You’re given an integer array nums.
A subarray is balanced if:
#distinct even values in the subarray
= #distinct odd values in the subarray
Return the length of the longest balanced subarray.
This “distinct” part is what makes the problem feel unfair at first: duplicates don’t increase the count, so a normal prefix-sum trick doesn’t work out-of-the-box.
The mindset shift that makes it solvable
Let’s encode every value as a tiny “vote”:
- odd value → +1
- even value → -1
If a subarray has equal distinct odds and evens, then:
(distinct odds) − (distinct evens) = 0
So we want the longest subarray whose distinct-vote sum is 0.
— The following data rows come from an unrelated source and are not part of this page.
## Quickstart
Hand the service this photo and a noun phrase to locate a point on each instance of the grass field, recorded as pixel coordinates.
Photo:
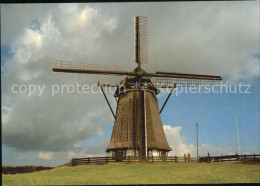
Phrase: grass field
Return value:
(140, 174)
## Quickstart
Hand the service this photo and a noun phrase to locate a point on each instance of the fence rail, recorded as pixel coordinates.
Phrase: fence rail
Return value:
(129, 159)
(235, 157)
(154, 159)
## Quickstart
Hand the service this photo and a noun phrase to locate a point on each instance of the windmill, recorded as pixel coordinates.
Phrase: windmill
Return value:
(138, 129)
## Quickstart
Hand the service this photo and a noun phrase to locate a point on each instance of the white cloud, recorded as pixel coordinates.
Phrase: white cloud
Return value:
(46, 155)
(218, 38)
(176, 141)
(180, 147)
(20, 156)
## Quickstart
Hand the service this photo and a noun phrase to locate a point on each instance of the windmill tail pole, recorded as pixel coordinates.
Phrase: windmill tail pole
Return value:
(168, 98)
(106, 99)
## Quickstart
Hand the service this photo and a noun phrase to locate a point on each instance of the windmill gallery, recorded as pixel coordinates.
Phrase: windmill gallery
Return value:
(138, 129)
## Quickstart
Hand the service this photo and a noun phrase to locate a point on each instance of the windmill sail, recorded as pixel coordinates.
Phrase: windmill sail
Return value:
(62, 66)
(141, 39)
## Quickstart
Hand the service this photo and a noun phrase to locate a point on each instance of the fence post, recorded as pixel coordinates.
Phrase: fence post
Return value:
(72, 162)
But again: each number should only vote once per subarray, no matter how many times it appears.
That’s the whole trick.
A super practical way to think about “distinct” here
Fix a right endpoint i (we scan left → right).
For every distinct number we’ve seen so far, imagine placing a bookmark on its most recent (last) occurrence.
Example: if we’ve seen 5 at positions 2 and 7, the bookmark for 5 is at 7.
Now here’s the key observation:
For a cut position j (meaning subarray is (j+1 ... i))
A number x appears in (j+1 ... i) iff its last occurrence is after j.
So if we know the “vote sum of bookmarks at or before j”, we can subtract it from the total vote sum and instantly know the vote sum inside (j+1 ... i).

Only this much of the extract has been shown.